Мы раскачиваемся. Мы даже не танцуем. Но наша близость воспламеняет мое тело, и я чувствую, что и его тоже. Прямо напротив меня, он наполовину тверд, его поза демонстрирует голод, который он испытывает.
Я тоже хочу быть ближе. С одной рукой, зажатой в его руке, другая на его плече, скользит по шее, затем — медленно — в его волосы. Эллиот прижимает наши соединенные руки к груди и наклоняется, прижимаясь щекой к моей.
— Я люблю тебя, — говорит он. — Мне жаль, что я не могу справиться с реакцией моего тела на тебя.
— Все в порядке. — Я отсчитываю пятнадцать ударов сердца, прежде чем добавить: — Я тоже тебя люблю.
Он реагирует на это крошечной заминкой в дыхании, легкой дрожью в плечах — он впервые слышит, как я говорю это.
— Правда?
Моя щека трется о его щеку, когда я киваю. — Всегда любила. Ты знаешь это.
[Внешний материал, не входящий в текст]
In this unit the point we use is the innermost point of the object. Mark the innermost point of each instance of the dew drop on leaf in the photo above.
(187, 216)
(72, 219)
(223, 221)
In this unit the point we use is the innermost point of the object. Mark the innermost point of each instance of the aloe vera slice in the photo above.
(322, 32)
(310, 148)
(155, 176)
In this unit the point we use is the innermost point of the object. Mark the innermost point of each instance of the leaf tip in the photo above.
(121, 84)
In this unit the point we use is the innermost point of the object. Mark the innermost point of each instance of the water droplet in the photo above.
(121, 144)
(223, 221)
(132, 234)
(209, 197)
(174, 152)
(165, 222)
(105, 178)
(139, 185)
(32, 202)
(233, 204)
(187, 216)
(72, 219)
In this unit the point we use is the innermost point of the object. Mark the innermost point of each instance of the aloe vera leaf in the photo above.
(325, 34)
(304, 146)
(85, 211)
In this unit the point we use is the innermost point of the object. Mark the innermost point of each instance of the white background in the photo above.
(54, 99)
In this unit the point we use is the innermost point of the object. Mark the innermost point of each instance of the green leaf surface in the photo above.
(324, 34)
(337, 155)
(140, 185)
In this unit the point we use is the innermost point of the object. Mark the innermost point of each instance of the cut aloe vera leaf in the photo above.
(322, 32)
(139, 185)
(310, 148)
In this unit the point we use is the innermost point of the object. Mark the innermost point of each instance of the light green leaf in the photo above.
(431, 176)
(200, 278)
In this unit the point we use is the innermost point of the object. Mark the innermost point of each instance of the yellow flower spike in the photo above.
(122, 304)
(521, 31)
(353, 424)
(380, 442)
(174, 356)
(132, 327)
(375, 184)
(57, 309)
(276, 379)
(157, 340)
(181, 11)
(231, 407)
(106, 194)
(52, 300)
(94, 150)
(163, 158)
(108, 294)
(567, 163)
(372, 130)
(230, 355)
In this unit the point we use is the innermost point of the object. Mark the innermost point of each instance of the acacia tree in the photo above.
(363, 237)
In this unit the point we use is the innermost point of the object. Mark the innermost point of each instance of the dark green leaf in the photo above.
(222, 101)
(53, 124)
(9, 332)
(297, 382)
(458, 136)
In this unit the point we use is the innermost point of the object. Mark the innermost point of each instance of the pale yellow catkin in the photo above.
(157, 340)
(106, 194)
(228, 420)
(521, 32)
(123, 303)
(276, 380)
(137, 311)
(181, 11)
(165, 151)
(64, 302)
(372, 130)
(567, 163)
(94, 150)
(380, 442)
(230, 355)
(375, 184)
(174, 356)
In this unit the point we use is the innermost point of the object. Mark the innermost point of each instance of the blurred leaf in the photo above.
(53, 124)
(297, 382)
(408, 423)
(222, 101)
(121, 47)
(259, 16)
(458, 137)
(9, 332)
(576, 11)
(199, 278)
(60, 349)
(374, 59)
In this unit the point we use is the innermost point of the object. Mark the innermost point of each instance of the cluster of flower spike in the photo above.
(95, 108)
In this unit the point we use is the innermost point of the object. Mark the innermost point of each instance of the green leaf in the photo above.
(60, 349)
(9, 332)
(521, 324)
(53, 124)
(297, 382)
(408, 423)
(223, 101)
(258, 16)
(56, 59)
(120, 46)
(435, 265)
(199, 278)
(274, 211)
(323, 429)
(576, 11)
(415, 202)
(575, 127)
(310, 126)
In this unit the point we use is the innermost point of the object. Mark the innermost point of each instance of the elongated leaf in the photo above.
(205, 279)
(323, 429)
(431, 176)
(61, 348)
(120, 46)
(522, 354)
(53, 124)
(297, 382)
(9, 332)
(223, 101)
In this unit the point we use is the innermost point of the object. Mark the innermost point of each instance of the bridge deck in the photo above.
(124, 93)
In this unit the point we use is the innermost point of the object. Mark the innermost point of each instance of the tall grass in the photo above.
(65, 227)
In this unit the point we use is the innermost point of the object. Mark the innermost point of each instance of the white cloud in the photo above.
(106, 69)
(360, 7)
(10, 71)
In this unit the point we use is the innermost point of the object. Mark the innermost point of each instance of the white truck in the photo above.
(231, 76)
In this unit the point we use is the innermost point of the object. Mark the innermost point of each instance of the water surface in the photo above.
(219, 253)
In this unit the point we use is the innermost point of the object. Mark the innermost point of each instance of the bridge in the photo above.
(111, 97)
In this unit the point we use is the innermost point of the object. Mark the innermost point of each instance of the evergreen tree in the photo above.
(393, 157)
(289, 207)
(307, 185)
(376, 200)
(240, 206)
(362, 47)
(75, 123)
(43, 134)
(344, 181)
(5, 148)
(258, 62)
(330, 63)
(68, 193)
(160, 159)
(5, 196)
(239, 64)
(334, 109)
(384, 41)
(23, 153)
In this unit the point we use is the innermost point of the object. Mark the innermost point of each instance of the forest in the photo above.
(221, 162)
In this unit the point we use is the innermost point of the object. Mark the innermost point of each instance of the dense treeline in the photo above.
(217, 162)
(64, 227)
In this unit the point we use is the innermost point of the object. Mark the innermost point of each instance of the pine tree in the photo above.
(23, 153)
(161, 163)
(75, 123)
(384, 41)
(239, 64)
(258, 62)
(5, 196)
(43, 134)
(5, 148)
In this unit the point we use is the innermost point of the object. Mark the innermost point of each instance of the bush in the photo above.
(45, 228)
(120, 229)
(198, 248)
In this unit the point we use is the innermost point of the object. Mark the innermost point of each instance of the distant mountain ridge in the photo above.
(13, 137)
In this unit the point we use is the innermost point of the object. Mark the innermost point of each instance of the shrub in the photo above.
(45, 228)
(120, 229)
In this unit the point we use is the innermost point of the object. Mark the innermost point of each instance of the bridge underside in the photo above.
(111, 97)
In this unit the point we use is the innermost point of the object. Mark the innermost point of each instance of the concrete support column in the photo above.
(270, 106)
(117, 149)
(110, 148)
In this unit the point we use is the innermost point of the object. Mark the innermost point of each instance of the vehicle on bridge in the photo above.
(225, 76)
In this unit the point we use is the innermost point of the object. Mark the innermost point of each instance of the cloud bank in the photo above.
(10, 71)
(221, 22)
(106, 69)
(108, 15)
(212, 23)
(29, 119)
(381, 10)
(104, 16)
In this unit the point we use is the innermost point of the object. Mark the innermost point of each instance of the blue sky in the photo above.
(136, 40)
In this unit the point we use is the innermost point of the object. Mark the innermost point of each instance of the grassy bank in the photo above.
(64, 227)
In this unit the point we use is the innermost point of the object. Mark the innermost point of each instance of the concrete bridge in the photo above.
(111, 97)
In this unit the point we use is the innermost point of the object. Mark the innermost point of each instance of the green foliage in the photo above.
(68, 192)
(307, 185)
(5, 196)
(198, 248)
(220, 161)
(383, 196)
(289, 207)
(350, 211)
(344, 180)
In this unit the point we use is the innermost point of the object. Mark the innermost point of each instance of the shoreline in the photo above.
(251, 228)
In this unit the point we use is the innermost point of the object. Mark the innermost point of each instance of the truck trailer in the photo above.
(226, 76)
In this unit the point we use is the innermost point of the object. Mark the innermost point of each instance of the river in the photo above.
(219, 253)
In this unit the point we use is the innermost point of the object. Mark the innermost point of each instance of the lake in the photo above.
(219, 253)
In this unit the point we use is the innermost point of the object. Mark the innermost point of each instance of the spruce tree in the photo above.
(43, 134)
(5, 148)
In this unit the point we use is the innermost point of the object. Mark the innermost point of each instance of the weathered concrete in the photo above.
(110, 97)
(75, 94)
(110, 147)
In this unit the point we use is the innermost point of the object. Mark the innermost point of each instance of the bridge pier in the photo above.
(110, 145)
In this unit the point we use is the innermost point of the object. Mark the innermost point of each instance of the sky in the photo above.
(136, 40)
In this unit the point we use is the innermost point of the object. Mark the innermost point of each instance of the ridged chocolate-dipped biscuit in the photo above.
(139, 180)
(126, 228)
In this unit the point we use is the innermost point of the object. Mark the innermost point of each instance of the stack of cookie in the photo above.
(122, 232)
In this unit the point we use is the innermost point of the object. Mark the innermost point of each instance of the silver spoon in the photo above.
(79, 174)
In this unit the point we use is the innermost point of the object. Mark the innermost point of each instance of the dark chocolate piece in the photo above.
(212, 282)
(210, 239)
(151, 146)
Его губы настолько близко к моему уху, что касаются раковины, когда он спрашивает: — Тогда почему ты меня бросила?
— Мне было больно, — говорю я ему. — А потом я сломалась.
Теперь он реагирует. Его ноги останавливаются на полу. — Что сломало тебя?
— Я не хочу говорить об этом здесь.
Он отстраняется, его глаза мелькают между моими, как будто там могут быть разные сообщения. — Ты хочешь уйти?
Я не знаю. Я хочу уйти… но не для того, чтобы поговорить.
— Когда смогу, — говорю я. — Позже — хорошо.
— Где?
Где угодно. Все, что я знаю, это то, что мне нужно побыть с ним наедине. Нужно в этой беспокойной, напряженной манере. Я хочу быть с ним наедине.
Я хочу его.
— Мне все равно, куда мы пойдем. — Я скольжу другой рукой по его груди, по шее и в волосы. У Эллиота перехватывает дыхание, когда он понимает, что я делаю: притягиваю его к себе, чтобы поцеловать.
Его губы накрывают мои в горячке, руки двигаются, чтобы обхватить мое лицо, прижать меня к себе, как будто мой поцелуй — нежная, мимолетная вещь.
Его поцелуй — это истошная молитва; преданность льется из него. Он посасывает мою нижнюю губу, мою верхнюю, наклоняет голову, чтобы поцеловать еще и еще глубже, прежде чем я отстраняюсь, напоминая ему крошечным движением глаз, где мы находимся и сколько людей это заметили.
Эллиоту на них наплевать. Он берет меня за руку и ведет вниз по ступенькам с освещенной танцплощадки в сад.
Наши туфли шаркают по мокрой траве. Я подтягиваю платье в кулак и бегу за ним.
Мы спускаемся все глубже по тропинке, в черноту, где я слышу только жужжание насекомых и шелест ветра в листьях. Голоса исчезают в свете позади нас.